Your Birth Plan document should be only one page with lots of white space and an easy font – at least 12pt. Use respectful and positive, but firm language. “I prefer….” is wishy-washy for something that really matters to you. 

I recommend you use language that reflects who you are. If you have a great sense of humour, feel free to insert fun and levity in your plan. “If Jamie takes a nap, please kick him when he starts snoring.”

Checklist for an excellent Birth Preferences document

This section includes examples. Feel free to copy them or use your own language. 

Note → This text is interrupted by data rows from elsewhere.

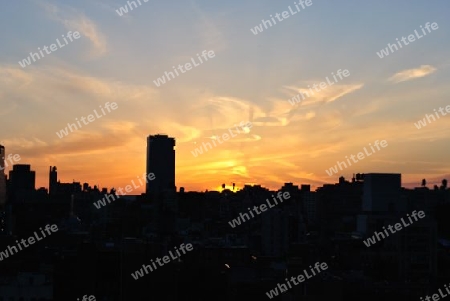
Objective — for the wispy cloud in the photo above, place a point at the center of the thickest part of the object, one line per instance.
(75, 20)
(410, 74)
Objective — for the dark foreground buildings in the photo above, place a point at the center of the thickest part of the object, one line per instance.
(96, 250)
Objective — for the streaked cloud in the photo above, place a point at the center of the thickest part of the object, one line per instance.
(410, 74)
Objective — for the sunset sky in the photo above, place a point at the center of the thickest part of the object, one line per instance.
(251, 78)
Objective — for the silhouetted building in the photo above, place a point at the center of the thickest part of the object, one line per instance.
(22, 180)
(161, 162)
(2, 175)
(52, 180)
(381, 198)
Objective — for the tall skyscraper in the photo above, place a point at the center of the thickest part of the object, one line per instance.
(2, 176)
(52, 180)
(22, 178)
(161, 162)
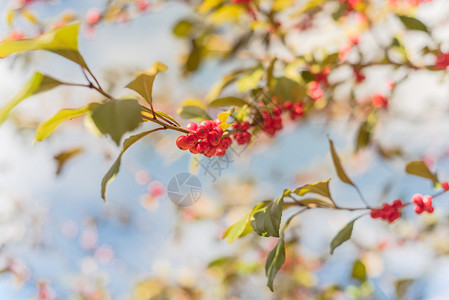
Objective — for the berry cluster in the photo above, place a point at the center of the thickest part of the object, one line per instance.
(388, 212)
(205, 138)
(296, 110)
(422, 203)
(241, 134)
(272, 122)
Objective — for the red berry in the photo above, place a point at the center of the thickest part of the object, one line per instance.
(219, 131)
(213, 138)
(193, 149)
(192, 138)
(288, 105)
(208, 124)
(181, 142)
(192, 126)
(244, 126)
(203, 147)
(445, 186)
(202, 132)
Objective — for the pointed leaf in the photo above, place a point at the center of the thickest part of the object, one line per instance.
(143, 82)
(228, 101)
(338, 167)
(63, 157)
(343, 235)
(274, 262)
(359, 271)
(193, 112)
(115, 168)
(243, 226)
(62, 41)
(39, 83)
(419, 168)
(47, 127)
(266, 221)
(115, 118)
(413, 23)
(319, 187)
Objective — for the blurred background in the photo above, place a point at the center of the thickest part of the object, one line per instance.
(59, 240)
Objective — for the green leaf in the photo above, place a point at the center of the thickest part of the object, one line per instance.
(115, 118)
(39, 83)
(267, 220)
(419, 168)
(337, 164)
(343, 235)
(319, 187)
(287, 89)
(413, 23)
(183, 28)
(359, 271)
(243, 226)
(193, 112)
(62, 41)
(228, 101)
(249, 81)
(274, 262)
(143, 81)
(63, 157)
(47, 127)
(115, 168)
(314, 202)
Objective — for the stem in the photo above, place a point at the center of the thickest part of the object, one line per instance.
(167, 126)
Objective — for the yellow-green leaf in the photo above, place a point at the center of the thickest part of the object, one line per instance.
(38, 83)
(64, 156)
(115, 118)
(250, 81)
(47, 127)
(143, 81)
(228, 101)
(243, 226)
(115, 168)
(419, 168)
(62, 41)
(338, 166)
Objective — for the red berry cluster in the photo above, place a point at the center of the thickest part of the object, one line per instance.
(296, 110)
(422, 203)
(241, 134)
(272, 123)
(205, 138)
(388, 212)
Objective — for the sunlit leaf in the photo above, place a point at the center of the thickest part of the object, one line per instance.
(419, 168)
(193, 112)
(343, 235)
(39, 83)
(266, 221)
(183, 28)
(338, 166)
(65, 156)
(227, 13)
(227, 101)
(249, 81)
(274, 262)
(62, 41)
(115, 118)
(413, 23)
(243, 226)
(47, 127)
(143, 81)
(115, 168)
(319, 187)
(359, 271)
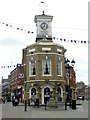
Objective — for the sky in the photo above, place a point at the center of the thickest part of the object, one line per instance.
(70, 22)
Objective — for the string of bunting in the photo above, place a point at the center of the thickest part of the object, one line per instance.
(70, 41)
(8, 66)
(13, 66)
(53, 38)
(17, 28)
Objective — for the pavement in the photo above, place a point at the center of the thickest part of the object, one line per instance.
(8, 111)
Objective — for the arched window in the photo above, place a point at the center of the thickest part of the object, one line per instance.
(59, 68)
(46, 67)
(32, 68)
(33, 91)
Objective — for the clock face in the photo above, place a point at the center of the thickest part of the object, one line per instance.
(44, 26)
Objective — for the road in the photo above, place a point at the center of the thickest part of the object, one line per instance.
(8, 111)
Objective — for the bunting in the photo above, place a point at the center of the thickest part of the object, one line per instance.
(70, 41)
(20, 29)
(8, 66)
(53, 38)
(13, 66)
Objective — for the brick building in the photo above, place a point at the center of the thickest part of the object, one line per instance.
(44, 64)
(16, 79)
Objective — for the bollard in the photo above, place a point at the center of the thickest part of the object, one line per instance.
(25, 105)
(65, 105)
(45, 105)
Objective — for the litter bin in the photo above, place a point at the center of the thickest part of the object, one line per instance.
(73, 104)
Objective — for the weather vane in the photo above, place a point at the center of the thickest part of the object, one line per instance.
(43, 6)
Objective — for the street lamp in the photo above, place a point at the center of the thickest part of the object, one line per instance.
(25, 85)
(68, 89)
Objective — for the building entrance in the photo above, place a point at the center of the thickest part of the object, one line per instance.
(46, 94)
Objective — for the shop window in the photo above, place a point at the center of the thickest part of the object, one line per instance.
(46, 67)
(32, 68)
(59, 68)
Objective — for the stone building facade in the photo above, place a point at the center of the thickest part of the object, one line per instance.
(45, 72)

  1. Start with an opening paragraph that includes:
  • An opening statement that encompasses your attitudes or overall vision e.g. “We’ve prepared for a natural birth” or “An epidural is part of my plan” or “We’re using Hypnobirthing as a tool.”
  • A statement about consent, such as “We’re open to changes after discussion with the medical staff so we can make informed choices.” or “I will ask questions whenever a procedure is recommended and then need a few minutes alone to think.”
  • A kindness to the staff. “Thank you for supporting us through our birth process” or “We appreciate the work you do.”
  1. An additional opening paragraph if there are special circumstances:
  • Medical conditions that need to be known urgently, such as “Lucy is allergic to penicillin”. 
  • Mobility issues or cognitive considerations.
  • Sensitive issues that may affect your birth, if it feels safe to share. (It’s been my experience that this level of personal sharing makes for better treatment.) “Due to previous trauma, no one is to touch me until I am aware of who they are, understand why and what’s involved, and have verbally agreed.”  Or “Robin faints at the sight of blood, even one drop.” Or “We’ve had a previous loss and do not want to discuss it. Please see the prenatal records.”
  1. Then a short list of points for your wishes. It could be titled, “These are our wishes”:
  • If anyone is joining you, name them. E.g. Your doula or “plus-one” such as a friend or mother.
  • The environment you’d like, such as quiet with dim lights, loud rocking music (bring your own), window blinds open for sunshine, privacy.
  • Continue this section with points that are unique to you. Here are a few of my favorite things from the hundreds of birth plans I’ve seen:
    • I must wear my purple socks at all times.
    • Do not offer pain medications; I’ll ask if I want anything.
    • Please run a bath and encourage me to get in.
    • Minimal cervical checks and only by experienced staff.
    • I will eat if I’m hungry; please provide a waiver.
    • Please provide the squatting bar and recommend positions to keep labour moving.
    • Please coach me through pushing. 
    • I will breathe my baby down and appreciate quiet during the bearing-down stage.
    • Essential staff only; no observers or learners. 
    • Students are welcome.

You get the idea!

  • Cord and placenta plans, if any. E.g. We’d like 3 minutes of delayed cord clamping. Or We’re keeping our placenta. Or Please show me the placenta before disposing of it.
  1. Some people add an “In case of Caesarean:” heading, with things that are important to them such as playing a certain song, delayed cord clamping, requesting someone to take photos if possible, keeping family together as long as possible in the OR.
  1. A closing sentence such as “Thank you for taking time to read this page” or “Thank you for being part of our big day!”

Do not include:

  • Disaster planning language e.g. “… unless something goes wrong.” or “… unless it’s needed”.  It’s a given. 
  • Things that aren’t issues. If your local hospital has a policy that all babies are held skin-to-skin by a parent immediately upon birth and for the first hour (that’s the policy in my local hospital), then there’s no need to ask for that. 
  • A shopping list of all the things you don’t want. You don’t have to tell your medical team that you don’t want an episiotomy or a caesarean – they know that. (Well, unless you’re in a place where episiotomies are routinely done – then add that to the list! In almost every Canadian hospital, episiotomies are not routinely done.)
  • The interventions that are only done after discussion, such as induction, which requires a conversation and signed consent form. 
  • Postpartum care of the maternal or newborn patient. “I will breastfeed” or “I will use formula” do not belong on the birth plan.